Wood-Based Solar Storage: Can Engineered Biomass Really Beat Black Metal Tanks?
Researchers point to advanced chemistry, citing work from the University of California, Santa Barbara, and UCLA, suggesting DNA-damage mimicry for next-generation energy storage solutions.
The community debate centers on the viability of advanced concepts. Powderhorn argues heating is half of global demand, pushing for Molecular Solar Thermal (MOST) storage. SteveKLord suggests redesigning wood at the nanoscale to create an all-in-one light-absorbing, heat-storing, and electric-generating system. However, humanspiral challenges the wood system's physics, citing low energy density (179kj/kg) and demanding that any proposal match the established power-per-day output of cheap alternatives like black metal tanks.
The core conflict is practicality versus promise. While proponents describe sophisticated scientific breakthroughs, critics like humanspiral demand rigorous, quantitative comparison against existing, inexpensive technologies. The general consensus is that while long-duration storage is recognized as a massive engineering hurdle, the proposed advanced methods lack verifiable proof of superior, scalable energy density.
Key Points
Heating requires specialized chemistry beyond standard Li-ion batteries.
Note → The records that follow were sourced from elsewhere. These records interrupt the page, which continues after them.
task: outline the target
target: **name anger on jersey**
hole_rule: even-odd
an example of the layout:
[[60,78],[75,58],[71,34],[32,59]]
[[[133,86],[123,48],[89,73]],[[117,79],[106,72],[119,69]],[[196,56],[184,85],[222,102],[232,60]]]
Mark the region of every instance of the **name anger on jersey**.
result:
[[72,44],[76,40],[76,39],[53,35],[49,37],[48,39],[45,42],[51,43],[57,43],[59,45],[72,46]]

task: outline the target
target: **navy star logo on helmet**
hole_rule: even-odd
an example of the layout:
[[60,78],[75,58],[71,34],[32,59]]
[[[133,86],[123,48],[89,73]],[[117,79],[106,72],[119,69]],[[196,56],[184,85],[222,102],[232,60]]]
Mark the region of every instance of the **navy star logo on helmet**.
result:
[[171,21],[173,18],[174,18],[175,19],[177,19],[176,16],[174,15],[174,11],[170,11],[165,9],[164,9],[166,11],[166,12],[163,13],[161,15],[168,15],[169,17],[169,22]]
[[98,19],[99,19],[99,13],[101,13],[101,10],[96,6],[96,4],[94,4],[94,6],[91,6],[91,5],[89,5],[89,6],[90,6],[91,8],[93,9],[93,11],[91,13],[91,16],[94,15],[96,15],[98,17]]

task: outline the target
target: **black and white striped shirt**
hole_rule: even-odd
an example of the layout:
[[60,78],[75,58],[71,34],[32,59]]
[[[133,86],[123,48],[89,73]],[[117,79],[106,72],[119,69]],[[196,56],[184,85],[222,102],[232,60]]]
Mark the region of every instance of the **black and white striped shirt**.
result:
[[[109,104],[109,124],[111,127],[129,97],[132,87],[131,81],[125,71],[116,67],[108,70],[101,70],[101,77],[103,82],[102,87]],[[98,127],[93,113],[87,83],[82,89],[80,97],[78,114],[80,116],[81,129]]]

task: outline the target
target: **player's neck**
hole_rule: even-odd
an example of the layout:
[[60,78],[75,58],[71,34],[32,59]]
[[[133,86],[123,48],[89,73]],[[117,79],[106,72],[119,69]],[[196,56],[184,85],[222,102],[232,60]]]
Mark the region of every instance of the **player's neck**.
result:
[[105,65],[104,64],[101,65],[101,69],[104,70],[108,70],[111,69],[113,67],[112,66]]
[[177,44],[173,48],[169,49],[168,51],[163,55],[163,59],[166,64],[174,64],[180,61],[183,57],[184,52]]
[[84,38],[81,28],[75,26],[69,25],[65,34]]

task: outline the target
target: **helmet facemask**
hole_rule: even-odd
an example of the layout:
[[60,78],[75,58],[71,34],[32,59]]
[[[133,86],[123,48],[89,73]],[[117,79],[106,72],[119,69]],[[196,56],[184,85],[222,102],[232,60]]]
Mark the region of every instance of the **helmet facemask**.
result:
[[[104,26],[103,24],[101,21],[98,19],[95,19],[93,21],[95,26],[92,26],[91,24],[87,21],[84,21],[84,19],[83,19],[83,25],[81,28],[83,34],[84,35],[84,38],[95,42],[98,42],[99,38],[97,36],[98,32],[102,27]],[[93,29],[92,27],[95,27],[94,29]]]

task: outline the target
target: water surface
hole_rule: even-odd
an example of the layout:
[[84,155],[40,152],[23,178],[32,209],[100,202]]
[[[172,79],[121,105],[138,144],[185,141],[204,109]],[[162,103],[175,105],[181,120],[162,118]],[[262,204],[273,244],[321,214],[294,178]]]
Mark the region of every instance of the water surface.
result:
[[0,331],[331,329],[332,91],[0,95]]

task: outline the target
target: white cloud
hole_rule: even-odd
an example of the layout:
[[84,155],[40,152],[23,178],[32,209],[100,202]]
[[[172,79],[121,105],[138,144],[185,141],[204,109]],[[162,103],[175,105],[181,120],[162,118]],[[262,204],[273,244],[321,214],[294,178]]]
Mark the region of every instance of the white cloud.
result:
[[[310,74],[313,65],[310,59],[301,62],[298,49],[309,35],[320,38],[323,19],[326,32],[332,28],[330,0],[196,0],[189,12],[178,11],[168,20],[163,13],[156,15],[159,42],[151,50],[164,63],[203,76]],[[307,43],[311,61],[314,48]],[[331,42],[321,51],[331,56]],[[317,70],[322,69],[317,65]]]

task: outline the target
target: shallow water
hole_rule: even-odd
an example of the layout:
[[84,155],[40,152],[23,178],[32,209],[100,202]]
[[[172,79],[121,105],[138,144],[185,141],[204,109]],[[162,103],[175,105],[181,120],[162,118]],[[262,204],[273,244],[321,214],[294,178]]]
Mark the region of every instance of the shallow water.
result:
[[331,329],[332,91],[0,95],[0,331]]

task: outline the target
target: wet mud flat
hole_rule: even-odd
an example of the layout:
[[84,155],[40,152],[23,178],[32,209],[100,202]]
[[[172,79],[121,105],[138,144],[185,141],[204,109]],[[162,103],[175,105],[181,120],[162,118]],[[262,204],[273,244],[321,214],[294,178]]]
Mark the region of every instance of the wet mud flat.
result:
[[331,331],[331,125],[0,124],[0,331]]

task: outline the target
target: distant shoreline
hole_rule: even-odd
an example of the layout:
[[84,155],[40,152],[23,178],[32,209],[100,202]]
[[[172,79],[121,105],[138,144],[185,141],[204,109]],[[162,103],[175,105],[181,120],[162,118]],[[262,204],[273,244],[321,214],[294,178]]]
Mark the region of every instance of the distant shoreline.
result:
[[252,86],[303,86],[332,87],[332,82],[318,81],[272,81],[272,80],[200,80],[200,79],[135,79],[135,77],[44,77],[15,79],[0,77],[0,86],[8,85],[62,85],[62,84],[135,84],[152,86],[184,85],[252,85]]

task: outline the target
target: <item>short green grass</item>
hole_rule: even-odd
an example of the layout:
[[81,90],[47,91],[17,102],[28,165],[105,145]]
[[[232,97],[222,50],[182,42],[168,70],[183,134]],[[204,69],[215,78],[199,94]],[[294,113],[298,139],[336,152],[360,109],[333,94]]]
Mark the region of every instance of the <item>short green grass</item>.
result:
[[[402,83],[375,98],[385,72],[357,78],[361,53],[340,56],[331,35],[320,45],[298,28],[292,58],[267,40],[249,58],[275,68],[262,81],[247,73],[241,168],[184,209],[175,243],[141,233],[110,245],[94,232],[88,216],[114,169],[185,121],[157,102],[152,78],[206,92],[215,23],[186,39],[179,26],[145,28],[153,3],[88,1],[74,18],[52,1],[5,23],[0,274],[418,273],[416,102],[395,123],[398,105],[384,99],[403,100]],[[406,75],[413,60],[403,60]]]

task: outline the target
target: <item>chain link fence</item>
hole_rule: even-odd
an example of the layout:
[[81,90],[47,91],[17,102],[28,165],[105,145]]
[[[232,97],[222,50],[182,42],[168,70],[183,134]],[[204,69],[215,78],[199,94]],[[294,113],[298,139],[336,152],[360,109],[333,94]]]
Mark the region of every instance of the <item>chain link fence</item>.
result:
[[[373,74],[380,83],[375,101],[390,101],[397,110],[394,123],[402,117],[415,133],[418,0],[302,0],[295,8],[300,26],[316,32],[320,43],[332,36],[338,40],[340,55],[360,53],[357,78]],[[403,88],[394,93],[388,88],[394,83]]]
Powderhorn stated heating accounts for nearly half of global energy demand, requiring Molecular Solar Thermal (MOST) storage.
Engineered wood can be redesigned for multi-function energy storage.
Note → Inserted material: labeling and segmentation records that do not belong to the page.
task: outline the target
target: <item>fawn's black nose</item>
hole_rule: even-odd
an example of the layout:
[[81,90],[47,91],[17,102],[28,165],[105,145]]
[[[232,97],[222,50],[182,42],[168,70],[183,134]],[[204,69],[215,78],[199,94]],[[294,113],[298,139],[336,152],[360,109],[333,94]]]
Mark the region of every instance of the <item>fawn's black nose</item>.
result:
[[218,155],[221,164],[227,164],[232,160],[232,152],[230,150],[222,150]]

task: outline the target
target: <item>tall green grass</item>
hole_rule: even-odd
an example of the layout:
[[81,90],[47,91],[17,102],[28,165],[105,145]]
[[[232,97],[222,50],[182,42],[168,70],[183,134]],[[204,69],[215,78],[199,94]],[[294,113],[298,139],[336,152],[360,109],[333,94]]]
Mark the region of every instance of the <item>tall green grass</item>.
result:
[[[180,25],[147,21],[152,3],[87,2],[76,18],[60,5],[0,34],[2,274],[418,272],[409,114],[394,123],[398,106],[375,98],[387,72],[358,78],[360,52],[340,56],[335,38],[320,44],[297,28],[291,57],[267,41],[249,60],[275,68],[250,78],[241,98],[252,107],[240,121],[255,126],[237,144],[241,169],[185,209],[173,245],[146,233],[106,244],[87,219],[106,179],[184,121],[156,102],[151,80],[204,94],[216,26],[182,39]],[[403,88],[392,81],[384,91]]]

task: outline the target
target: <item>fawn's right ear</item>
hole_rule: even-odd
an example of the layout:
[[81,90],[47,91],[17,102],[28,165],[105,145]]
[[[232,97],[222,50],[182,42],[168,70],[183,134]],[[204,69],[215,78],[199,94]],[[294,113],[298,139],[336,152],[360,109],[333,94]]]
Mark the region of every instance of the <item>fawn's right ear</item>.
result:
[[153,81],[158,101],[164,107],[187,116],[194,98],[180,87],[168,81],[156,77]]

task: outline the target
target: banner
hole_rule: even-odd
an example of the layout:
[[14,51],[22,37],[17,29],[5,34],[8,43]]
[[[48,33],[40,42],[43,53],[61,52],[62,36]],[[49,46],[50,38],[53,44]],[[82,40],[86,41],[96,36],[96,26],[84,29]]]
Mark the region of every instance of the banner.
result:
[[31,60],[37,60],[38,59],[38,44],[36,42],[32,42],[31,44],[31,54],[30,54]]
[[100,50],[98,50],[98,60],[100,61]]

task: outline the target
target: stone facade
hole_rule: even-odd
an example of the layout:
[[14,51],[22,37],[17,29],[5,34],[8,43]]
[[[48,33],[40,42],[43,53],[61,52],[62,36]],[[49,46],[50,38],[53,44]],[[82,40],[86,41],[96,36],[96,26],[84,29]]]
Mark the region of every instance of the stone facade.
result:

SteveKLord proposed an all-in-one wood system that absorbs light, stores heat, and generates electricity.
The proposed energy density of wood-based systems is insufficient.
humanspiral calculated the wood system's low energy density (179kj/kg) and low thermoelectric efficiency.
New storage solutions must quantitatively beat cheap existing benchmarks.
humanspiral demanded systems prove their worth against established methods, such as black metal tanks.
Advanced chemistry breakthroughs are mimicking DNA damage for storage.
Powderhorn referenced a breakthrough from UCSB/UCLA adapting chemical approaches by mimicking UV damage to DNA.
Source Discussions (3)
This report was synthesized from the following Lemmy discussions, ranked by community score.